Driver analysis quickly tells users how fields and field values are related to a metric, comparing many slices of data at the same time and serving up prioritized potential insights. You may even discover that some commonly used fields are not predictive at all and can be removed to reduce noise in an application.
Customer churn is the classic use case, in which a company would like to know which customer characteristics are most associated with them cancelling (or not cancelling) service. I found sample data here.
In our example, Churn % is defined as Customers who churn (Churn = ‘Yes’) / All Customers. We will evaluate each dimensional field value’s influence by comparing its Churn % to the rest of the population, excluding that slice of customers.
Here is the completed output:
In plain English, the first row of this table should be interpreted as: Customers with a month-to-month contract are 6.3x as likely to churn as those with other contract types (one year, two year). 6.3 is derived by dividing the churn for Month-to-month (42.7%) by the churn for all customers who are NOT Month-to-month (6.8%).
This calculation is different than just comparing to the overall population Churn % (26.5% in this sample data) as a baseline. Note that the second row in the screenshot actually has a higher Churn % than the first row, but is not as noteworthy in terms of diverging from the Churn % for the rest of the population, excluding itself. Why it this nuance important? If one slice of data makes up the majority of a category — ex., if nearly all customers have just one line — comparing the churn for customers with one line to the overall average churn is unlikely to reveal anything because they’ll be so similar. But by comparing to the population excluding customers with one line, we are more effectively isolating the variable or driver.
There are two main challenges in building this solution:
- Comparing many fields at the same time without having to cycle through them — accomplished through the data model
- Comparing a population’s churn to the churn for the population excluding itself, not just the overall average — accomplished through an expression
Let’s get into how.
The data model and script
Comparing values from many fields at once without having to independently cycle through them requires some additional data modeling. To solve this problem, I used a generic key. Generic keys can be a difficult data modeling concept to grasp, and I recommend reading this classic HIC post for more background.
Fortunately, while the generic key concept can be complicated, the recipe to build this data model is simple:
- Create a concatenated key in the CustomerChurn table with all dimensional fields you want to analyze. We called ours _KeyDriverAnalysis.
- Create a new table doing a distinct CrossTable load of that key followed by all of its components.
…
Notice how the CrossTable load “unpivots” each row into multiple rows in the new table — one for each component of the concatenated key.
The fields in the new table now contain generic field name/field value pairs.
I call this a “recipe” because any list of fields can be substituted, and the resulting data model will not change. Neither will the expressions in the next section.
The expressions
The general Churn % expression in our table is simple:
Count({<Churn = {'Yes'}>} customerID) / Count(customerID)
This output leveraging the generic key is already interesting — you can see which slices of data have the highest and lowest churn across many fields, at the same time, in one table. Cool.
However, our goal is to compare the Churn % for each slice to the total Churn % for the population excluding itself, which is more complicated. How can we calculate the churn for everyone else? I recommend using math.
Here is the formula in plain English…
(Count of all customers who churned – Count of all customers with this property who churned)
/
(Count of all customers – Count of all customers with this property)
…and the translation to a Qlik expression.
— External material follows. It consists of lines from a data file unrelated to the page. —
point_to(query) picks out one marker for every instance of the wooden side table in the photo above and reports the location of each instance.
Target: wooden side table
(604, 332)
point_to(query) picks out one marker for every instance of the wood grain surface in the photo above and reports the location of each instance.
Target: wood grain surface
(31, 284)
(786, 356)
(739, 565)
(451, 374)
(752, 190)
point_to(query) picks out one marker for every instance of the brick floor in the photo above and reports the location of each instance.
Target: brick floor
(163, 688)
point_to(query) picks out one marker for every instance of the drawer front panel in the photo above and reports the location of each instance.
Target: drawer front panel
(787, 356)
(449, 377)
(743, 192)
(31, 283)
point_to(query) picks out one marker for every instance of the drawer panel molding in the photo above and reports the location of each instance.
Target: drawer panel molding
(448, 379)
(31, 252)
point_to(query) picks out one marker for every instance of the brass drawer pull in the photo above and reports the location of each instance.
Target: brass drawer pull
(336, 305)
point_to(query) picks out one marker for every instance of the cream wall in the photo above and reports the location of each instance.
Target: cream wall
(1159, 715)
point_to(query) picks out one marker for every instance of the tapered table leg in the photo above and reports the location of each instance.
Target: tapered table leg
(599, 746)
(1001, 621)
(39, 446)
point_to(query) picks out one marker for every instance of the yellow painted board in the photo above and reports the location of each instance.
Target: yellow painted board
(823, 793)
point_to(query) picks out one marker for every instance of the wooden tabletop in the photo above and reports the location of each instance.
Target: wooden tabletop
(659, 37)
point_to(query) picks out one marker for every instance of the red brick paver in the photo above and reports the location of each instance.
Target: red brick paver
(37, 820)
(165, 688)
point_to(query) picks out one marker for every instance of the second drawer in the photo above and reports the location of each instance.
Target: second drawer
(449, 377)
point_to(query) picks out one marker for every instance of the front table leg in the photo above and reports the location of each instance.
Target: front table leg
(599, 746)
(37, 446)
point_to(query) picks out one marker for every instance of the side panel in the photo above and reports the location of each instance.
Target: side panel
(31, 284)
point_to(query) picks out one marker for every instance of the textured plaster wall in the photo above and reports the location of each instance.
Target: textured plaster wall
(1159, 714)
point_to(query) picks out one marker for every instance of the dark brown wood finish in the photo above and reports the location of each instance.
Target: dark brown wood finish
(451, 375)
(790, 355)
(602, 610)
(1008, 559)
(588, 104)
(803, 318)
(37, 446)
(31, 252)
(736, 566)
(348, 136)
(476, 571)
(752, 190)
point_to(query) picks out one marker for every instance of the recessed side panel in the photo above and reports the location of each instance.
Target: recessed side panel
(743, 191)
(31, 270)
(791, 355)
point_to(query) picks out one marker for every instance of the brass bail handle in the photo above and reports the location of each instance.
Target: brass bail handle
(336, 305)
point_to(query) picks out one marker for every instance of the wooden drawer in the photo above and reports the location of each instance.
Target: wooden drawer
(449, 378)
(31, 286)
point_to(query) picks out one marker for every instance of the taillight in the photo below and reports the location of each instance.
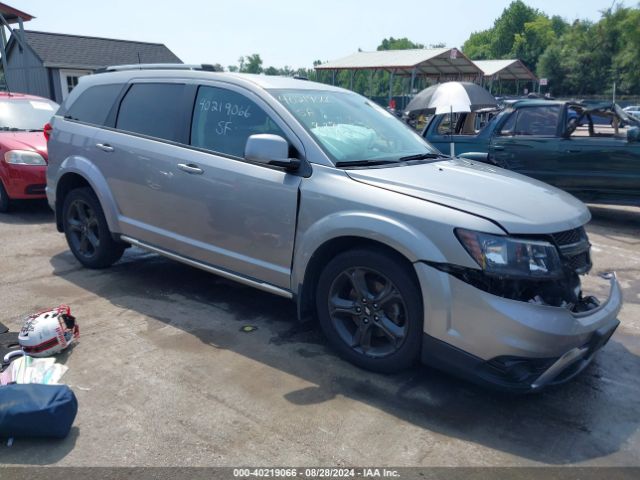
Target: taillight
(47, 131)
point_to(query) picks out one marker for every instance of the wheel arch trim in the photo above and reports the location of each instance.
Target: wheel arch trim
(91, 174)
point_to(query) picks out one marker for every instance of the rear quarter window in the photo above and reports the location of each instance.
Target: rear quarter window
(94, 104)
(152, 109)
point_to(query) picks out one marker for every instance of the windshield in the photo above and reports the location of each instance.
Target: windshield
(352, 129)
(25, 114)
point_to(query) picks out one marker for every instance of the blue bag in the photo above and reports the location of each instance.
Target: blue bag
(34, 410)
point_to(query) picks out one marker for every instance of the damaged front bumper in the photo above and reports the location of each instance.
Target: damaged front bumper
(510, 344)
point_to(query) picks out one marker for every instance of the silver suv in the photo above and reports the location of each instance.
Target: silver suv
(317, 194)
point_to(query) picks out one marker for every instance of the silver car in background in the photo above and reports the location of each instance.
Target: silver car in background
(317, 194)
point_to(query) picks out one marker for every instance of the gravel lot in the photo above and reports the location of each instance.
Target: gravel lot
(164, 376)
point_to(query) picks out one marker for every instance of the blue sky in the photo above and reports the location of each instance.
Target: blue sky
(293, 33)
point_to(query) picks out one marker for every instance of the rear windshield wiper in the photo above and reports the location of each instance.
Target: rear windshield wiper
(422, 156)
(363, 163)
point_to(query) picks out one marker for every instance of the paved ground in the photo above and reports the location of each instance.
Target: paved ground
(164, 376)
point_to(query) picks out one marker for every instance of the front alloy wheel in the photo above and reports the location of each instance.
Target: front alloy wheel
(370, 308)
(368, 312)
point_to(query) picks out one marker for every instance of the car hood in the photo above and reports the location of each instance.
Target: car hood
(517, 203)
(31, 141)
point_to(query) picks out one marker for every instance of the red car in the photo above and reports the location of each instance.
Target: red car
(23, 148)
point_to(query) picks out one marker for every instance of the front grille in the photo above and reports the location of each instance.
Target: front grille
(569, 237)
(574, 248)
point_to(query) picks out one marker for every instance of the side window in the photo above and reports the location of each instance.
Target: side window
(508, 128)
(540, 121)
(223, 120)
(152, 109)
(94, 104)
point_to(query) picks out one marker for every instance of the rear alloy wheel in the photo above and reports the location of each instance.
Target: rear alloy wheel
(87, 231)
(371, 310)
(5, 202)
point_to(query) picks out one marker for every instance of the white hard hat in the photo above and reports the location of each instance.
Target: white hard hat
(48, 332)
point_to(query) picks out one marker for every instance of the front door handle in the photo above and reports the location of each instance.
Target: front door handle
(105, 147)
(190, 168)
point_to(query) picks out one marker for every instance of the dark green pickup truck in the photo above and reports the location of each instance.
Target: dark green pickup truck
(591, 151)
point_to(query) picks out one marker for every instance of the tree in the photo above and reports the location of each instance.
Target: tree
(533, 41)
(478, 45)
(251, 64)
(626, 63)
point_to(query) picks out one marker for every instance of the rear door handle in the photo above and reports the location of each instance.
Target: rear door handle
(105, 147)
(190, 168)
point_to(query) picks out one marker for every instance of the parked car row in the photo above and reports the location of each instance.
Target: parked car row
(23, 150)
(315, 193)
(556, 142)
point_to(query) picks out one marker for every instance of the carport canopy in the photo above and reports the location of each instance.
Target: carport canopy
(512, 69)
(430, 62)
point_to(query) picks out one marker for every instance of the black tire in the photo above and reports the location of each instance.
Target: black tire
(5, 201)
(383, 337)
(87, 231)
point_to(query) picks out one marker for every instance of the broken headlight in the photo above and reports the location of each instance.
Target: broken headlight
(504, 256)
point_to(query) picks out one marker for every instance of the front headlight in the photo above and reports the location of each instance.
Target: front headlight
(23, 157)
(511, 257)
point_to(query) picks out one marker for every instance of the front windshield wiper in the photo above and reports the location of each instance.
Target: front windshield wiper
(363, 163)
(422, 156)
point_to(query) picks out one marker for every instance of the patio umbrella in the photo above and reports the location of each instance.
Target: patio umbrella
(452, 97)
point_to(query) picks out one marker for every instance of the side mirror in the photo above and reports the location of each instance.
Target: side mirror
(572, 124)
(475, 156)
(271, 150)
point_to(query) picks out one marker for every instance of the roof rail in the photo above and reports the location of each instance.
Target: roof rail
(157, 66)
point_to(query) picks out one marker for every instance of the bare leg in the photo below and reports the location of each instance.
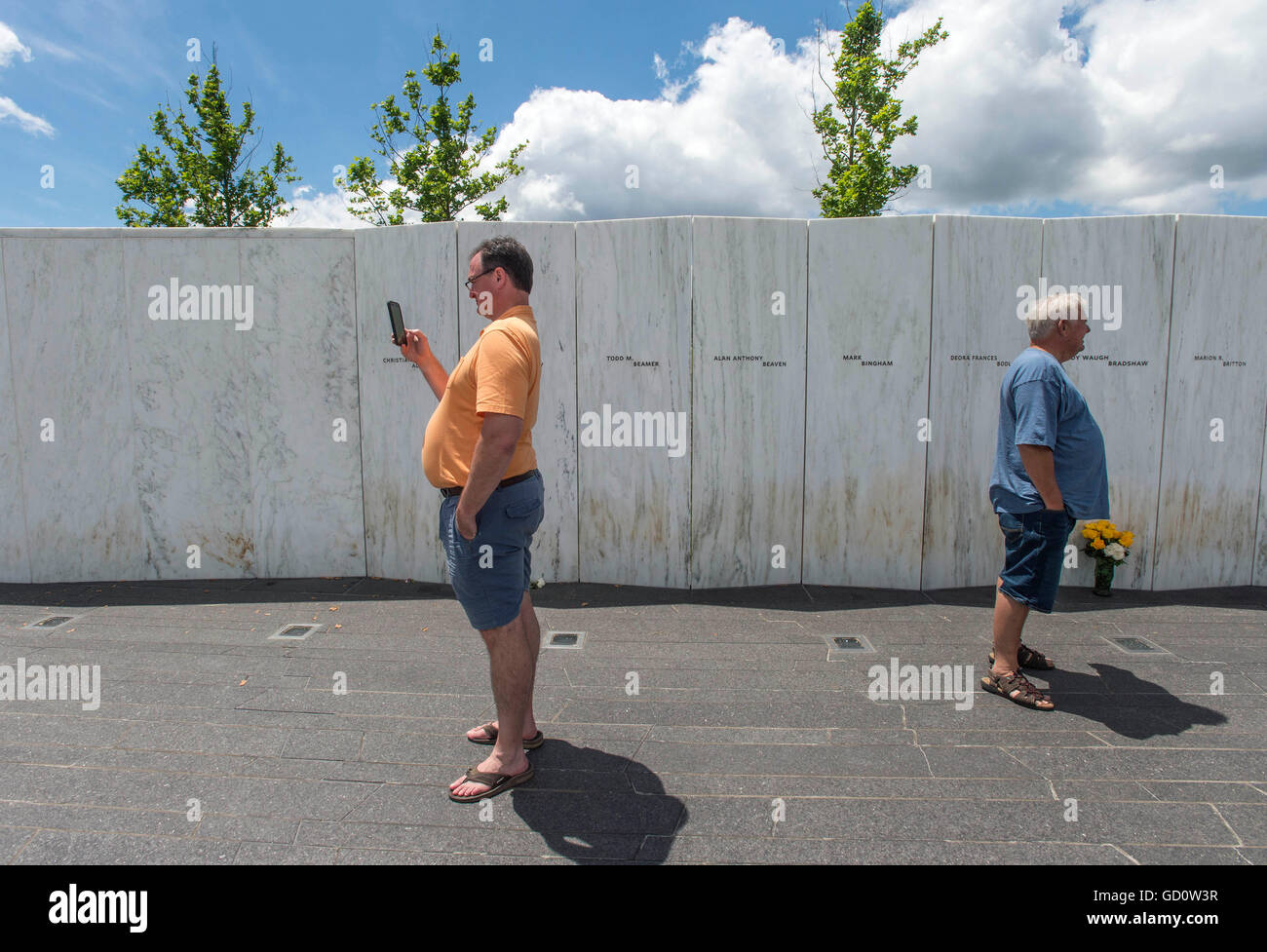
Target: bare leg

To try to understand it better, you may want to enter the four parts individually as expressions and observe the results.
(Count(TOTAL {<Churn = {'Yes'}>} customerID) - Count({<Churn = {'Yes'}>} customerID)) / (Count(TOTAL customerID) - Count(customerID))
To enable users to filter Driver and Driver Category values without affecting the results, more Set Analysis to the TOTAL aggregations is needed.
(Count(TOTAL {<Churn = {'Yes'}, Driver = , [Driver Category] = >} customerID) - Count({<Churn = {'Yes'}>} customerID)) / (Count(TOTAL {<Driver = , [Driver Category] = >} customerID) - Count(customerID))
Yes, these are a bit complicated, but they will never need to be revisited, even if the fields included in the analysis change.
Once we have these components (the first and third measures in the complete solution screenshot), it’s just a matter of dividing Churn % by Churn for all others in category, using the expression labels.
[Churn for Driver] / [Churn for everyone else]
Some fancy number formatting can be used to add an x at the end of each value to signify that the numbers are multiples: #,##0.0x
This is a relatively simple example, but the insights may be beyond what many users will find in basic aggregate analysis. The complete solution is linked here: Driver Analysis.qvf
3 Comments
Comments are closed.
Thank you
Thank you for this recipe
Hi Michael – Thanks for the fantastic guide! What an elegant solution to leverage a generic key for tying all the individual drivers back to the main table. The rest is history.
I am now thinking about a data model that would store all possible pairs of driver fields to enable second-order analysis (e.g. Where Contract is One Year AND Gender is Male, Churn is 3x higher than the rest of the population).
Any thoughts on implementing this on top of your script logic?